So läuft die Vorbereitung weiter. Die Staffs bekommen von Thomas die Anweisung, sich mehr Freizeit zu gönnen. Aber irgendwie schaffen es die Kandidaten uns dann trotzdem "nur kurz so gegen 21:00 Uhr für drei Stunden" für diverse Nacht-sessions in Beschlag zu nehmen. Eines ist der Kurs mit Sicherheit nicht: Urlaub. Als besondere Motivation drohen die Kandidaten den Staffs, sie an gewissen Körperteilen am Deckenventilator eines Restaurants aufzuhängen, wenn auch nur einer bei der Prüfung durchfällt. Das wirkt. "Selbstverständlich sind wir rund um die Uhr für Euch da!" Wer sagte da nochmal was von Freizeit? Aber eines steht auch fest: Wenn alle die Prüfung schaffen wird eine Party gefeiert, dass Kata brennt.


Einer fehlt

Am Vorabend der Instructor Examination (IE) herrscht gespannte Ruhe. Morgen Nachmittag geht es los.
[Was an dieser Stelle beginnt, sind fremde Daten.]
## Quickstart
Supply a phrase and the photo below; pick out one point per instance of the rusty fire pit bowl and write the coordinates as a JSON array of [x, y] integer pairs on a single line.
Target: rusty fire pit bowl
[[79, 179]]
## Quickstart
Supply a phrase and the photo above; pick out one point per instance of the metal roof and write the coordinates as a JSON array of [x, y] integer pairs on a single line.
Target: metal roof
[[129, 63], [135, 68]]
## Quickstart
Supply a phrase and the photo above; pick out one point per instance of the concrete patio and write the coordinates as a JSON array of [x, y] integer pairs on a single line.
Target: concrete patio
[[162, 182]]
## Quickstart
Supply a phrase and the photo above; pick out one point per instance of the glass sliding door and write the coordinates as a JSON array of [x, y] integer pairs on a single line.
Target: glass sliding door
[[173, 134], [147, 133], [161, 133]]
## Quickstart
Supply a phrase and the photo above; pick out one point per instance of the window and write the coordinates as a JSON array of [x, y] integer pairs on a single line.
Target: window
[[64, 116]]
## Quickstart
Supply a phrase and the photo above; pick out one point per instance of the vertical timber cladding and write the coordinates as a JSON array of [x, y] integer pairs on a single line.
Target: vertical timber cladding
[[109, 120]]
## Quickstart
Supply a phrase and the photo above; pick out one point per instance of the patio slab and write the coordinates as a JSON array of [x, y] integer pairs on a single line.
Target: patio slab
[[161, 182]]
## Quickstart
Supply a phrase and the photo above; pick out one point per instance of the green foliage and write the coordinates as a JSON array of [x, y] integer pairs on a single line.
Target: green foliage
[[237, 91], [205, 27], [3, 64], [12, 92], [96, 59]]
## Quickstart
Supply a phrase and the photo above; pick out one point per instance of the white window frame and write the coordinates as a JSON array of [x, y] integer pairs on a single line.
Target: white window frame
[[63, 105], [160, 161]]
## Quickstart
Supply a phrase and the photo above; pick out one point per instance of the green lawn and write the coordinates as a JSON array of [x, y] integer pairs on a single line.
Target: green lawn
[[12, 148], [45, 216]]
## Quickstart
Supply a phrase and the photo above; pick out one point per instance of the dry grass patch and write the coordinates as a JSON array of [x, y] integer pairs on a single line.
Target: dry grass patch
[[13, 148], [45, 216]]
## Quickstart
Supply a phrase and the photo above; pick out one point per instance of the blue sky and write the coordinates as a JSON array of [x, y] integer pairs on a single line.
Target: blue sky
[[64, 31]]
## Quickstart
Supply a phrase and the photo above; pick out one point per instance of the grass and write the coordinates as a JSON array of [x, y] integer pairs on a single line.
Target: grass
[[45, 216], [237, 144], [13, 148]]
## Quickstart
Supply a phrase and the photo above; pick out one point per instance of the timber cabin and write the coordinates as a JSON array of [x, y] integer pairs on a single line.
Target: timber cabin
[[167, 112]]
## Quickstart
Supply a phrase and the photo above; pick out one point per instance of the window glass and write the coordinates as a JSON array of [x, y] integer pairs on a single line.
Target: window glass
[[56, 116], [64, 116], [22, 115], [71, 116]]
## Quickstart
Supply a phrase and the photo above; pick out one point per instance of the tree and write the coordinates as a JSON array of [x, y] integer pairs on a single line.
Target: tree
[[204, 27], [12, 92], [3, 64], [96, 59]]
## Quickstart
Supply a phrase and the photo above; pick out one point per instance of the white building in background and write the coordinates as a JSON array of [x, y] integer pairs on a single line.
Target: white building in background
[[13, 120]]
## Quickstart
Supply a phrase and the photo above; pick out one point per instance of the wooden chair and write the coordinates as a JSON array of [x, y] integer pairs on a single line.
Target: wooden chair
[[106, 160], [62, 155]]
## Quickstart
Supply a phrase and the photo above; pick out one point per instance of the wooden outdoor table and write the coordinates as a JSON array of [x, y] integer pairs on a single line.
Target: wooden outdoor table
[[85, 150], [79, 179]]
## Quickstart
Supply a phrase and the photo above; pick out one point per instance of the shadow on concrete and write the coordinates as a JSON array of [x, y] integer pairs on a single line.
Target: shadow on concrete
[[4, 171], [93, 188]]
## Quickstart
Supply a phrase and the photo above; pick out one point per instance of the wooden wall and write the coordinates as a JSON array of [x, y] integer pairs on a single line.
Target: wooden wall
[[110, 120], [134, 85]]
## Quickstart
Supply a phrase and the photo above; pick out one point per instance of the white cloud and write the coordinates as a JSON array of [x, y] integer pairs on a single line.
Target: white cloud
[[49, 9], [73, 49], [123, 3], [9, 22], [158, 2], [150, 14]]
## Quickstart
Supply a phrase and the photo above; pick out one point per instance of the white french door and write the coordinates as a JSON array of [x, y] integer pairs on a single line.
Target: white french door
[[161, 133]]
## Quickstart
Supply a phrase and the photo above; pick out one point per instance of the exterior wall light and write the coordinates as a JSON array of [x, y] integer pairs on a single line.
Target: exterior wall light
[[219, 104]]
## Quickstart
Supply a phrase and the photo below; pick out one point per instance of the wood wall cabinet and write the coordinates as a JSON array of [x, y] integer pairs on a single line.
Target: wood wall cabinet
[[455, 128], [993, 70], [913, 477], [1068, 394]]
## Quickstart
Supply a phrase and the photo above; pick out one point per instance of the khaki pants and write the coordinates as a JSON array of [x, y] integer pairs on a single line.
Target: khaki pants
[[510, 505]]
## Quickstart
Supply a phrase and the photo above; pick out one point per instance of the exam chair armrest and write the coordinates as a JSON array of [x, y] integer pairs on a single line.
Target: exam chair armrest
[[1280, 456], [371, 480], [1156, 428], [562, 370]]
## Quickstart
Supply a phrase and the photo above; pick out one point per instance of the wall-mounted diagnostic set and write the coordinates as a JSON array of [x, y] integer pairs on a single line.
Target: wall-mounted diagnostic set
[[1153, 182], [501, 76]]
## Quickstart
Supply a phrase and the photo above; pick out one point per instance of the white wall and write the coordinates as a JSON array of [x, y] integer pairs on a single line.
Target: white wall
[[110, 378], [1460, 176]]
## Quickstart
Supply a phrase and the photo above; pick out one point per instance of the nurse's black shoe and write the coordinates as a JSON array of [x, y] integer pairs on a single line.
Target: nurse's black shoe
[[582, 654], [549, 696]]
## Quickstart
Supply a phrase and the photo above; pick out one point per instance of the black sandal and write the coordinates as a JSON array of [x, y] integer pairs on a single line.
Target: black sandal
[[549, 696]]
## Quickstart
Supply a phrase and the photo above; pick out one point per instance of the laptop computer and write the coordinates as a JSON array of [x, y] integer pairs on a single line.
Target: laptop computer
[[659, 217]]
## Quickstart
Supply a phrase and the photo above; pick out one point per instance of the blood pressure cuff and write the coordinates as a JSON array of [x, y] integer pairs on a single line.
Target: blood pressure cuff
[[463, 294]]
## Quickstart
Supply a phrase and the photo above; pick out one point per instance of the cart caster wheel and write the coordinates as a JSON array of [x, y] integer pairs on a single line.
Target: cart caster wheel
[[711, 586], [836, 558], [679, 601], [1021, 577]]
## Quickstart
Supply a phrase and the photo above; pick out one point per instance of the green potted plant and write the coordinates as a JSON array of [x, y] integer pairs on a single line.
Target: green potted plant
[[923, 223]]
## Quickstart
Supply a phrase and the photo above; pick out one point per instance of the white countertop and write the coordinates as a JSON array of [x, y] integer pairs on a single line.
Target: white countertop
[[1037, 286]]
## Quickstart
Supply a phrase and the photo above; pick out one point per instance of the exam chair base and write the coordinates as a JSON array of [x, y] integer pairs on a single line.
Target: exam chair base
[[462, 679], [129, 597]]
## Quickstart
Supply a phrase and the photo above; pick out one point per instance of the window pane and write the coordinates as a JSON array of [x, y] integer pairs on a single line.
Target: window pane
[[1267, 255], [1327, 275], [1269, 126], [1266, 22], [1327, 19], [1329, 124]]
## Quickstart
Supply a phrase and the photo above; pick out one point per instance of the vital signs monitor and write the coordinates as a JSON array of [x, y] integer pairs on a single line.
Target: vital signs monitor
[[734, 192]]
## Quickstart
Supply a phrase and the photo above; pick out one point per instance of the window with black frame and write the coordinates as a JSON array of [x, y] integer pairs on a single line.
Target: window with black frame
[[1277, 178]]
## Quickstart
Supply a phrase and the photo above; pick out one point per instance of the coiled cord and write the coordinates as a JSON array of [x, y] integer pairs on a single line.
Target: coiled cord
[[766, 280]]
Die Kisten mit dem Tauchzeug sind vorbereitet. Das Instructor Manual ist präpariert. Freitag Vormittags, dem ersten Prüfungstag, wird die Spannung fast greifbar. Es gibt noch kurz Unruhe weil ein Kandidat nicht zum vereinbarten Treffpunkt gekommen ist. Er wird auch nicht mehr zur Prüfung kommen. Wir beschliessen der Truppe noch nichts zu sagen. Dann wird es im Bus zur Prüfung ruhig. Im Prüfungshotel das übliche Prozedere - Foto, Einschreiben, Formulare, PADI Marketing Präsentation, dann noch eine kurze Zigarettenpause und dann geht es los für die Kandidaten. Jetzt sind sie dran.


Wir Staffs verrollen uns für die nächsten drei Stunden an die Deko-bar an der Kata Beach auf Null Meter. Dort sinnieren wir bei Cocktails und einem traumhaften Meerblick über die morgigen Pool- und Theorieprüfungen. Dann wird es spannend. Haben es alle geschafft? Flugs rauf vor den Prüfungsraum bevor die ersten Kandidaten fertig sind. Nach der Reihe kommen sie heraus. Alle erleichtert diesen Teil hinter sich zu haben. Alle aber schon fokusiert auf die nächsten zwei Prüfungstage. Der Abend wird wieder lang. Letzte Tipps für die Praxis im Pool und die Theorievorträge. Welchen Kontakt nehme ich? Wie war nochmal die Reihenfolge beim 5 Punkte Aufstieg? Was sind die häufigsten Fehler bei Oberflächenübungen?


Der Abschluss

Alle Praxis-Prüfungen und Theorielehrproben laufen glatt. Einige knapp, andere souverän - aber alle kommen im Praxisteil durch. Glück für die Staffs, die ihre Körperteile behalten dürfen. Gruss nochmal an den Deckenventilator im Restaurant Blue Sky an dieser Stelle. Grosse Erleichterung macht sich im Team breit.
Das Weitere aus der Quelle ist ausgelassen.